Le Centre scientifique et technique du bâtiment, le CSTB, est l’organisme public français de référence pour l’évaluation technique des matériaux, procédés et systèmes constructifs. Placé sous la tutelle de l’État, il joue un rôle central dans la sécurisation des innovations du bâtiment, en vérifiant leur conformité aux exigences de sécurité, de durabilité et de performance.
La validation d’une Appréciation technique d’expérimentation, ou ATEx, constitue une étape déterminante. Elle permet l’utilisation encadrée d’un matériau ou d’un procédé innovant qui ne dispose pas encore de normes traditionnelles. À Mayotte, l’obtention d’une ATEx de type B pour le bambou Vulgaris marque une reconnaissance officielle inédite de ce matériau dans la construction française.
Portée par les agences Dietrich Untertrifaller Architectes, Bulle, Poirier & Justman Architectes, Endemik Mayotte Architecture et C&E Ingénierie, cette validation est l’aboutissement de trois années de travail technique, scientifique et réglementaire. Le bambou Vulgaris est désormais caractérisé, documenté et utilisable dans des projets soumis aux règles de la commande publique.

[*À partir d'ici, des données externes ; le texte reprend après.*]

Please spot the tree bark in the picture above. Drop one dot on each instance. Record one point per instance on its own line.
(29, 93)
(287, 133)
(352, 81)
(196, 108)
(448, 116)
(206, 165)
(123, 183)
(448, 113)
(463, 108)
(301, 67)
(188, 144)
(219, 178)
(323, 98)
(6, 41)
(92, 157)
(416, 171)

Pour Mayotte, l’enjeu est majeur. Jusqu’ici cantonné à des usages informels, le bambou peut désormais intégrer des bâtiments scolaires, équipements publics ou logements, dans un cadre sécurisé. Cette reconnaissance ouvre la voie à une architecture plus sobre, mieux adaptée au climat tropical et moins dépendante de matériaux importés.
Le Rectorat de Mayotte a joué un rôle déterminant en soutenant cette démarche, aux côtés de l’association BAM !, chargée de la coupe des bambous sur le territoire. De nombreux partenaires techniques et scientifiques ont contribué au processus, dont Babali, SOCOTEC, TILT, FIBRES, ESIROI, CIRBAT, FCBA et le LNE.
Au-delà de l’innovation, cette ATEx marque un tournant pour la filière locale. Elle pose les bases d’une structuration durable du bambou à Mayotte, entre ressource naturelle, savoir-faire local et cadre réglementaire national.